Os personagens que habitam Mapas são icônicos desde já. O que dizer de Havana, uma das mais engraçadas e repulsivas personagens do ano, quiçá da década? Julianne Moore entrega uma performance superior até mesmo àquela que lhe rendeu o Oscar, merecidamente abocanhando o prêmio de Melhor Atriz do Festival de Cannes de 2014, e demonstra uma construção psicológica das mais impressionantes para sua atriz decadente; é como se Moore entendesse a acidez de Cronenberg e se entregasse a ela, quase servindo como um canal para chocar o espectador - e que canal! Williams, Cusack e Wasikowska também estão especialmente interessantes em seus papéis, enquanto Pattinson demonstra o quanto vem crescendo como ator pós-Saga Crepúsculo; o ponto fraco do elenco reserva-se a Evan Bird, que entrega um trabalho dolorosamente superficial e inexpressivo como o arrogante Benjie Weiss.

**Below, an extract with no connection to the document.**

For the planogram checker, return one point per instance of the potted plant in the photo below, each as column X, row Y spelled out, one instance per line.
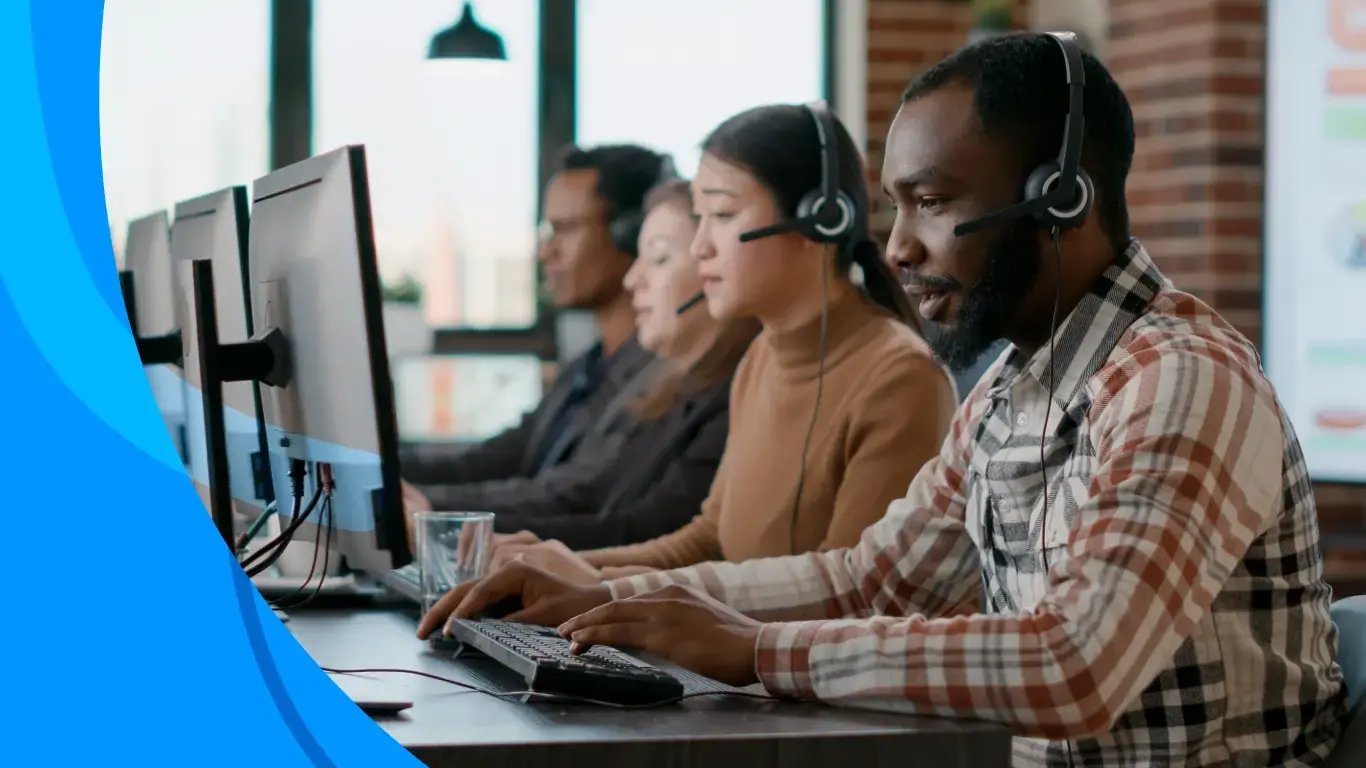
column 406, row 331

Devemos reconhecer que grande parte do sucesso de Mapas se deve ao (majoritariamente) ótimo elenco, mas também ao trabalho conjunto de Cronenberg na direção e Bruce Wagner, responsável pelo roteiro, por garantirem, com ousadia, a ferocidade e depravação necessárias para cutucar as mais profundas feridas que o próprio filme se responsabiliza por abrir - e, no processo, criar personalidades marcantes e psicologicamente intensas. A força do argumento e a típica direção "cronenberguiana", cheia de planos estáticos e travellings cirurgicamente planejados, em comunhão a um interessante trabalho da sonoplastia, com seus graves e cortes abruptos, constroem um clima soturno e claustrofóbico que sufocam o espectador desde a primeira cena, transformando Mapas Para as Estrelas em uma experiência excruciante e glamorosa de maneira quase masoquista.
A Hollywood de Cronenberg é um frágil mundo de falsidades e representações, do qual se extrai ao máximo situações em que predomina o humor negro e a ironia extrema, ou, mais assustador ainda, uma carga dramática de tensão inabalável. Mexendo com assuntos fortes e desagradáveis, em Mapas Para as Estrelas, Cronenberg parece determinado a afrontar toda a moral da indústria, quase como se esfregasse escandalosas calúnias em sua cara. Talvez, por isto, enfrente problemas de inconstância tonal ao tentar equilibrar o humor do núcleo de Havana com uma espécie de rendição cronenberguiana ao melodrama novelesco na trama da família Weiss - melodrama este que, nas mãos de um sádico num trabalho satírico, não poderia ser nada menos que uma paródia debochada e até mesmo agressiva ao gênero. Tal inconsistência pode vir a incomodar certos espectadores, mas que, para aqueles que se impressionaram com a podridão típica (mas especialmente acentuada neste caso) de Cronenberg, passará como uma questão menor.
Essencialmente cruel, frequentemente insuportável (no melhor dos sentidos) e repulsivo do início ao fim, Mapas Para as Estrelas é um belíssimo (se é que esta palavra pode ser utilizada) exemplo de depravação. Ao mostrar uma Hollywood povoada pelo narcisismo e pela barbárie, David Cronenberg decola e cria uma de suas mais extremas e cáusticas histórias.